Re: Recovering from detoast-related catcache invalidations
Andres Freund <andres@anarazel.de>
From: Andres Freund <andres@anarazel.de>
To: Arseniy Mukhin <arseniy.mukhin.dev@gmail.com>
Cc: Heikki Linnakangas <hlinnaka@iki.fi>, Noah Misch <noah@leadboat.com>, Tom Lane <tgl@sss.pgh.pa.us>, Xiaoran Wang <fanfuxiaoran@gmail.com>, pgsql-hackers@lists.postgresql.org
Date: 2025-12-18T19:07:00Z
Lists: pgsql-hackers
Hi,
On 2025-09-29 19:34:47 +0300, Arseniy Mukhin wrote:
> On Fri, Sep 19, 2025 at 11:11 PM Andres Freund <andres@anarazel.de> wrote:
> >
> > On 2025-03-26 07:21:43 -0400, Andres Freund wrote:
> > > On 2025-01-14 15:13:21 +0200, Heikki Linnakangas wrote:
> > > > Committed with those fixes. Thanks for the review!
> > >
> > > The test doesn't seem entirely stable. E.g.
> > > https://cirrus-ci.com/task/6166374147424256
> > > failed spuriously:
> > >
> > > [08:52:06.822](0.002s) # issuing query 1 via background psql:
> > > # SELECT injection_points_set_local();
> > > # SELECT injection_points_attach('catcache-list-miss-systable-scan-started', 'wait');
> > > [08:52:06.851](0.029s) # results query 1:
> > > # {
> > > # 'stderr' => 'background_psql: QUERY_SEPARATOR 1:
> > > # ',
> > > # 'stdout' => '
> > > #
> > > # background_psql: QUERY_SEPARATOR 1:
> > > # '
> > > # }
> > > [08:52:06.893](0.042s) # issuing query 1 via background psql:
> > > # SELECT injection_points_wakeup('catcache-list-miss-systable-scan-started');
> > > # SELECT injection_points_detach('catcache-list-miss-systable-scan-started');
> > > [08:52:06.897](0.004s) # pump_until: process terminated unexpectedly when searching for "(?^:(^|\n)background_psql: QUERY_SEPARATOR 1:\r?\n)" with stream: ""
> > > process ended prematurely at /tmp/cirrus-ci-build/src/test/perl/PostgreSQL/Test/Utils.pm line 440.
> > >
> > >
> > > 2025-03-25 08:52:06.896 UTC [34240][client backend] [007_catcache_inval.pl][4/2:0] ERROR: could not find injection point catcache-list-miss-systable-scan-started to wake up
> > > 2025-03-25 08:52:06.896 UTC [34240][client backend] [007_catcache_inval.pl][4/2:0] STATEMENT: SELECT injection_points_wakeup('catcache-list-miss-systable-scan-started');
> >
> > And again: https://cirrus-ci.com/task/6082321633247232
> >
> > Ping?
> >
>
> The wait_for_event call, which is typically used with a wait injection
> point, is missing.
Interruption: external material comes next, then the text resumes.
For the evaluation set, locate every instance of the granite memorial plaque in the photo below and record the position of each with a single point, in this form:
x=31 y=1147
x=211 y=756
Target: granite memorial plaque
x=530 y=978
Could this be the cause of instability? If this
> makes sense, please find the attached fix.
I was just reminded of this thread because I saw the failure again:
https://cirrus-ci.com/task/5859971612540928
(it's unrelated to the patch)
I think you might be right - the wait point might not yet have been reached,
because the query_until() just waits for "starting_bg_psql" being printed by
\echo starting_bg_psql
SELECT foofunc(1);
while the wait point is only hit during the "SELECT foofunc(1)'. There's no
guarantee that we will have reached the wait point by this point.
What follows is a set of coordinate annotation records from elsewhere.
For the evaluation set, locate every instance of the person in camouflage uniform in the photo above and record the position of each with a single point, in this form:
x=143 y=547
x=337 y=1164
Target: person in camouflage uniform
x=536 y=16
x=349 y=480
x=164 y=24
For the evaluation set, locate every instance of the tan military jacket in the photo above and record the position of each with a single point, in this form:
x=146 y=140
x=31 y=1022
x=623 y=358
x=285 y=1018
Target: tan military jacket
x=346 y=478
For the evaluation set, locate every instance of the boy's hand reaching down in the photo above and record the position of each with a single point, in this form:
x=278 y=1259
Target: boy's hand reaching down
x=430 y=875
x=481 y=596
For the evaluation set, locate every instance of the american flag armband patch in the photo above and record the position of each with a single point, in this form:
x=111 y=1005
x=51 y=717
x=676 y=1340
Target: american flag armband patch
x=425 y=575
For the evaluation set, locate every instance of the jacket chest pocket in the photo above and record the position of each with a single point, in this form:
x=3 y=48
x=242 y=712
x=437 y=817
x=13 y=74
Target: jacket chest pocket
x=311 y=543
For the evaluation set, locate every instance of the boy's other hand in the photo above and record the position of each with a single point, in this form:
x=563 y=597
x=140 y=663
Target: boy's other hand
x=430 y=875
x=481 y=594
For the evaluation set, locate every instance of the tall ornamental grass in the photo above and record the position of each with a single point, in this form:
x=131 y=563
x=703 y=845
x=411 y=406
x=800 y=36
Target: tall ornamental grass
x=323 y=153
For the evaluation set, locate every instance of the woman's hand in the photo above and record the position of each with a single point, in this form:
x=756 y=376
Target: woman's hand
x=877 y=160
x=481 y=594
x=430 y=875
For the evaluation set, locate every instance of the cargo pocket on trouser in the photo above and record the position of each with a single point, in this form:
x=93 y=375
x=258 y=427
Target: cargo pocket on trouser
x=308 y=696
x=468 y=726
I found that I can reproduce the issue with
--- i/src/test/modules/test_misc/t/007_catcache_inval.pl
+++ w/src/test/modules/test_misc/t/007_catcache_inval.pl
@@ -53,6 +53,7 @@ my $psql_session2 = $node->background_psql('postgres');
# catcache list
$psql_session->query_safe(
qq[
+ SELECT pg_sleep(0.1);
SELECT injection_points_set_local();
SELECT injection_points_attach('catcache-list-miss-systable-scan-started', 'wait');
]);
@@ -62,6 +63,7 @@ $psql_session->query_safe(
$psql_session->query_until(
qr/starting_bg_psql/, q(
\echo starting_bg_psql
+ SELECT pg_sleep(3);
SELECT foofunc(1);
));
(the first SELECT just is there to later avoid hitting the injection point, by
already having loaded the cache entry for pg_sleep).
And indeed your patch fixes that.
Greetings,
Andres Freund